El presidente de Estados Unidos, Donald Trump, anunció que su país retoma el control de la seguridad en el estrecho de Ormuz y que, a partir de ahora, cobrará una tasa del 20% sobre el valor de la carga de los buques que transiten por esa vía, en concepto de protección. La medida fue comunicada a través de Truth Social, donde el mandatario sostuvo que el paso permanecerá abierto "con o sin Irán".
El anuncio tuvo un impacto inmediato en los mercados: el crudo Brent, referencia en Europa, profundizó su tendencia alcista de la jornada hasta acercarse a los 80 dólares por barril, en tanto que el WTI, de referencia en Estados Unidos, también amplió sus ganancias y se ubicó por encima de los 74 dólares.
La escalada verbal de Trump fue interpretada por los operadores como una señal de mayor incertidumbre sobre la continuidad del tránsito normal por la zona, lo que alimentó las compras de cobertura ante el riesgo de una interrupción del suministro.
Según explicó Trump, Washington reinstaura lo que denominó el "bloqueo iraní": una restricción que solo afectará a los buques y clientes iraníes, mientras que el resto de los países podrá seguir operando con normalidad en la zona. El presidente calificó a Estados Unidos como el nuevo "guardián del estrecho de Ormuz" y justificó el cobro del gravamen como una forma de compensar los costos de brindar seguridad en una región que describió como sumamente inestable.

El anuncio no incluyó precisiones sobre el mecanismo de recaudación ni sobre qué organismo estaría a cargo de aplicar la tasa. Horas antes, en una entrevista con Fox and Friends, Trump ya había adelantado que su país asumiría ese rol de custodio remunerado. En la misma entrevista afirmó que fuerzas estadounidenses habían destruido gran parte del equipamiento militar iraní durante los ataques de la noche anterior, incluyendo baterías antiaéreas, y señaló que un acuerdo previo alcanzado con Teherán había sido incumplido por la contraparte.
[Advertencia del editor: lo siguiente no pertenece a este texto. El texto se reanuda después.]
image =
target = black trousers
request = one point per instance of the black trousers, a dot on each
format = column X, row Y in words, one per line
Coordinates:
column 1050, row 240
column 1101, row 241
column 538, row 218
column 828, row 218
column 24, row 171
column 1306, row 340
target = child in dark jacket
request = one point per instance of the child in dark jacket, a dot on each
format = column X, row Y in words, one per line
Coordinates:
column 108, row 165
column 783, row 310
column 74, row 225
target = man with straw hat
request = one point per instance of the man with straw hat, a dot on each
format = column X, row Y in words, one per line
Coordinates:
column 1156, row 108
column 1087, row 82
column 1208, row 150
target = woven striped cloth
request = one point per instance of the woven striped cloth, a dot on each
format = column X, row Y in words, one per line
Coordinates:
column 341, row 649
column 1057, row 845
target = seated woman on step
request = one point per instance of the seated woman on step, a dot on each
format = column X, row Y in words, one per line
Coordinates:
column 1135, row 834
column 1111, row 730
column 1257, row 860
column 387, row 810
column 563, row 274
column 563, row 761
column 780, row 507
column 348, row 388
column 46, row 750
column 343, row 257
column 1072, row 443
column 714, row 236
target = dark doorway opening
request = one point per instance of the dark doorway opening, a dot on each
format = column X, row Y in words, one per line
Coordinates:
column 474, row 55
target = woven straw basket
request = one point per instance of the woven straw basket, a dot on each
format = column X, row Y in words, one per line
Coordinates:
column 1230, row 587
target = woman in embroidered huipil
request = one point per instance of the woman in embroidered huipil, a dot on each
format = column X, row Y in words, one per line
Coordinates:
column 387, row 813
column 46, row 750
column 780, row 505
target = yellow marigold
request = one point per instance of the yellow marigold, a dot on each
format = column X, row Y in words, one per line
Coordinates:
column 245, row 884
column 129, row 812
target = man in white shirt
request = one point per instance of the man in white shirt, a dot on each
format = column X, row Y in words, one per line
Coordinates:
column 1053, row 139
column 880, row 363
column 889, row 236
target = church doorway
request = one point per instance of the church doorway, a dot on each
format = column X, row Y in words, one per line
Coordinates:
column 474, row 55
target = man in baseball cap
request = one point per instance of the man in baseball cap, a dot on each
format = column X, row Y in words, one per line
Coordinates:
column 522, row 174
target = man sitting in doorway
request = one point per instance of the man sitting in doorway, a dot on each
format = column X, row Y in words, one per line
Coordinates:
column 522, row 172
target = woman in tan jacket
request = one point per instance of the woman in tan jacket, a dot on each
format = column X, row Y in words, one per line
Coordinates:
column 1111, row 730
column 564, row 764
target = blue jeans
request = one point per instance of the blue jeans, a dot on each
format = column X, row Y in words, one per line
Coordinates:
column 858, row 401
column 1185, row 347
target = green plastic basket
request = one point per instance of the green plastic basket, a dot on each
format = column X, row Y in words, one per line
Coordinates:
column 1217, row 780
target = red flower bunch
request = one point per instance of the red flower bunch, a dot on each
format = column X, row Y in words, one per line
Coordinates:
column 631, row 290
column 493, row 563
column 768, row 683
Tensión creciente con Irán
La ofensiva verbal de Trump se da en medio de un fuerte recrudecimiento del conflicto con Irán. Antes de sus declaraciones, el ejército iraní había advertido a los países del golfo Pérsico que cualquier colaboración con Estados Unidos en la administración del estrecho sería interpretada como un acto de guerra. Un vocero militar iraní remarcó que Teherán no permitirá bajo ninguna circunstancia que Washington intervenga en el manejo de esa vía marítima, mientras que la Guardia Revolucionaria acusó a Estados Unidos de poner en riesgo el abastecimiento mundial de petróleo y gas, y ratificó que Irán continuará ejerciendo su soberanía sobre la zona.
El cruce de mensajes ocurre en el marco de una nueva ola de ataques entre ambos países, la más intensa desde el cese del fuego pactado en abril. El Comando Central de Estados Unidos confirmó una nueva serie de bombardeos contra defensas antiaéreas, radares costeros y capacidades de misiles y drones iraníes.
Como respuesta, la Guardia Revolucionaria reivindicó ataques contra bases estadounidenses ubicadas en Baréin, Jordania, Kuwait y Omán. Este nuevo capítulo de violencia se produce apenas semanas después de que ambas naciones hubieran firmado una tregua interina de 60 días, cuya vigencia queda ahora en duda.

Un corredor clave
El estrecho de Ormuz, de solo 33 kilómetros en su tramo más angosto, une el golfo Pérsico con el mar de Omán y constituye el paso energético más relevante del planeta: antes de la escalada actual, por allí circulaba cerca de una quinta parte del petróleo y el gas natural licuado que se comercializa a nivel global. La propuesta de gravar con un 20% la carga que atraviese la zona marca un punto de inflexión en la disputa por el control del paso y abre la puerta a nuevas tensiones con los países cuyas economías dependen de esa ruta comercial.